The feature profiles of the surface patterns identified can be analysed to inform researchers about the characteristics of any surface atom groups of interest, which will be determined via the cluster evaluation step in this work. As an example, the box plots of a selected set of features of the surface clusters identified for an ordered CO nanoparticle simulated at 0 K, and a disordered nanoparticle simulated at 723 K are shown in Fig. 8 (the box plots for the other features are included in section S14 of ESI†), with the corresponding clusters visualised in Fig. 9. The four clusters for the ordered nanoparticle are composed of atoms with very different coordination numbers (which is correlated with the average bond angles), radial distance from nanoparticle centre, and certain Steinhardt parameters. Fig. 9(a) reveals that clusters 1, 2, 3, and 4 correspond to the atoms on {100} facets, edges, {111} facets, and corners, respectively. However, even without reference to the figure, we can infer this from these feature profiles alone. For example, the surface atoms in cluster 4 are the corner atoms as they are furthest away from the centre of the nanoparticle, bonded to a lower number of neighbours, and have a lower symmetry.

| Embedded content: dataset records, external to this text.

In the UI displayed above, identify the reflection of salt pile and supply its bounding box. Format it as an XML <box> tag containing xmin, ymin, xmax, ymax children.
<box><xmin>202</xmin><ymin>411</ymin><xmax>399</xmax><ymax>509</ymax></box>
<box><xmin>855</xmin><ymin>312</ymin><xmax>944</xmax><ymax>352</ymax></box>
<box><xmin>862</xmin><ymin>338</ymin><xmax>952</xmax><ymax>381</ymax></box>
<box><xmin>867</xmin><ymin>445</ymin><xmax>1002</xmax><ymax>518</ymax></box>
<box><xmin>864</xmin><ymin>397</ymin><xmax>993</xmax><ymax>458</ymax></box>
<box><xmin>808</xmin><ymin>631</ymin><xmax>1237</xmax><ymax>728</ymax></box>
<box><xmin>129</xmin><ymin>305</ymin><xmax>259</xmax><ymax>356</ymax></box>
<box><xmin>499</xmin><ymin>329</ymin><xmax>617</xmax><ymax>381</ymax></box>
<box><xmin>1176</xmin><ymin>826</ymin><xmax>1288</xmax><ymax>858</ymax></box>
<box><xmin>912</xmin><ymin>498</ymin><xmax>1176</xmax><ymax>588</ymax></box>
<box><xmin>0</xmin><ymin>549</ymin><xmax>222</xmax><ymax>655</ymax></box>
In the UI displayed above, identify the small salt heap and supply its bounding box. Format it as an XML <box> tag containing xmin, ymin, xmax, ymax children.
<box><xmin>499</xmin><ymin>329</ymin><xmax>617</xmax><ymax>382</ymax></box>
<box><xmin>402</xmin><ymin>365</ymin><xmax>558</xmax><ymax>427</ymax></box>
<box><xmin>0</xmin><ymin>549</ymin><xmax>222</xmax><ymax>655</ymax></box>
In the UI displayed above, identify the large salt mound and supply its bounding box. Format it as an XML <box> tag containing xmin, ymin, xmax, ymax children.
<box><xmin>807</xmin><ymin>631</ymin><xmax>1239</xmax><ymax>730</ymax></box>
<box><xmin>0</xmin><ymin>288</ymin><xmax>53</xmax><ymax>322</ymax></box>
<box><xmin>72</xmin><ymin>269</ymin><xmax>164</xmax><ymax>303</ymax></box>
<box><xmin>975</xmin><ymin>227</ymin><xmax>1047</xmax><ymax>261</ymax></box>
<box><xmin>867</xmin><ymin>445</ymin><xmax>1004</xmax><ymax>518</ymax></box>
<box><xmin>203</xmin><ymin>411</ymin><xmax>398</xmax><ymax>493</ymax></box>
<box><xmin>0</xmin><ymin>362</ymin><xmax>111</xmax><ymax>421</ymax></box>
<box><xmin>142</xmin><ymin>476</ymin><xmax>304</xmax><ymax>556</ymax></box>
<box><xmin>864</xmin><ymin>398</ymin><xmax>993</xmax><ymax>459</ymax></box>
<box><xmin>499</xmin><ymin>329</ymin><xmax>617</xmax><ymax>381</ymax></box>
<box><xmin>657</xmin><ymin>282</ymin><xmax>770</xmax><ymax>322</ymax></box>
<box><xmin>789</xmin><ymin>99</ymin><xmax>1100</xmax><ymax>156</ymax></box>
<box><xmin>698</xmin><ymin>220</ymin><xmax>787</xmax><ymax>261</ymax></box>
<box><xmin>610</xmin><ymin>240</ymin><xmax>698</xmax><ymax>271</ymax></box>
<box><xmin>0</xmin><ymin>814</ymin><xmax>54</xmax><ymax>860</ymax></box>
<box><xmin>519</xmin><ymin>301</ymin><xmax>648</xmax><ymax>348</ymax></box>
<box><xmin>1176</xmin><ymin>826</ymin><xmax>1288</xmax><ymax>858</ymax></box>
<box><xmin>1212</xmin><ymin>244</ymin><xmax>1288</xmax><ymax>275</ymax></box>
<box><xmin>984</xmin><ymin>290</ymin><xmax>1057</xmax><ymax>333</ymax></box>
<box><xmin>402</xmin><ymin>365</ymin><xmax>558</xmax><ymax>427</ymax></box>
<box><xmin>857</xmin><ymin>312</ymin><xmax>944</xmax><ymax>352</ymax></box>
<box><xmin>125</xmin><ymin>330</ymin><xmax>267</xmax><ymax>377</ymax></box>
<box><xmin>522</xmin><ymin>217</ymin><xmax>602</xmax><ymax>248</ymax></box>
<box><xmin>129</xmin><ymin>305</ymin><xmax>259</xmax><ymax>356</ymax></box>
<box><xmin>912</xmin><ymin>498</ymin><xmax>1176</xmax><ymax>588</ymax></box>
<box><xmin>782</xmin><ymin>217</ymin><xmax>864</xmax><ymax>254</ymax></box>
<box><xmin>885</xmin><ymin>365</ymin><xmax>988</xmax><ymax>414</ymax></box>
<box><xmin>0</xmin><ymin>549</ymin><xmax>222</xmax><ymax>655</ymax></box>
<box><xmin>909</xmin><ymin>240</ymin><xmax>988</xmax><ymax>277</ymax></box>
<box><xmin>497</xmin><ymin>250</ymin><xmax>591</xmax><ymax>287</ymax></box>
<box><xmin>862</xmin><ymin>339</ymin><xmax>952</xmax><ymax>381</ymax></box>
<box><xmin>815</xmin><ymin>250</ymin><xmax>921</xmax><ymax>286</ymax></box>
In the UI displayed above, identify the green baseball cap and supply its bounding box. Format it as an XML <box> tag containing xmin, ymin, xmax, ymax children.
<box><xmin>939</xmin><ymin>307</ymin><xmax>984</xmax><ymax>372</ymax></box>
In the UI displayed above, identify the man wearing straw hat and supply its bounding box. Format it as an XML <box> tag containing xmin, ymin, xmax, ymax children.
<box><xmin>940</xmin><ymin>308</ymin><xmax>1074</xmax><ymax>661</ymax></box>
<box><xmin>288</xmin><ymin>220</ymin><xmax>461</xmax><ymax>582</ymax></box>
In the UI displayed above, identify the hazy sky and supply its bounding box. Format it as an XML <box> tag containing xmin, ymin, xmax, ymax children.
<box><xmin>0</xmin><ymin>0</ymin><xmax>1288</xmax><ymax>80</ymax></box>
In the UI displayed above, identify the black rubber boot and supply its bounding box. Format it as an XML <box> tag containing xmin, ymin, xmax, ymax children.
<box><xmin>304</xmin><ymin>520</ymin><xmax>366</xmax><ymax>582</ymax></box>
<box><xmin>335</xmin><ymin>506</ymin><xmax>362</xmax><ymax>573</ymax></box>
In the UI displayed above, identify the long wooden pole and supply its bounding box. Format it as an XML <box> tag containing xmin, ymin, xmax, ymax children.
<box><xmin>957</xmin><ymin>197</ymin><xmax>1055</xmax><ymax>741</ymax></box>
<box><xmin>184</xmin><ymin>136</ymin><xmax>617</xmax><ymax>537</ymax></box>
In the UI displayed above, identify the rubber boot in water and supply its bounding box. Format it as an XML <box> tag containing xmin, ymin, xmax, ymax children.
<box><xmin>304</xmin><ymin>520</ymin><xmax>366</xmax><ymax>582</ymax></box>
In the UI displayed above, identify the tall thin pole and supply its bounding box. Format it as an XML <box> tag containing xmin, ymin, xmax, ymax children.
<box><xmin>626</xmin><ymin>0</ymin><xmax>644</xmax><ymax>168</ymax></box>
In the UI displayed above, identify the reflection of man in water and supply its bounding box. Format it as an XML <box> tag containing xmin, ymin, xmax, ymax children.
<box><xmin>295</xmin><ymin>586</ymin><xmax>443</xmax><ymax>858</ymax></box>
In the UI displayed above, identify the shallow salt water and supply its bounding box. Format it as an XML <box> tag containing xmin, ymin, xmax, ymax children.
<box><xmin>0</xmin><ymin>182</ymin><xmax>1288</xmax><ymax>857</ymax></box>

	Fig. 8 Box plots of a selected set of features for (a) the ordered cuboctahedron nanoparticle simulated at 0 K, and (b) the smallest disordered nanoparticle simulated at 723 K, with the medians marked by red lines. The explanation of the features are provided in ESI† (section S1.5).


	Fig. 9 Identified surface clusters for the (a) ordered cuboctahedron nanoparticle simulated at 0 K and (b) smallest disordered nanoparticle simulated at 723 K. The cluster identifier number ascends from blue (smallest number) to red (biggest number). Clusters 1, 2, 3, and 4 of (a) thus correspond to the {100} facets, edges, {111} facets, and corners, respectively.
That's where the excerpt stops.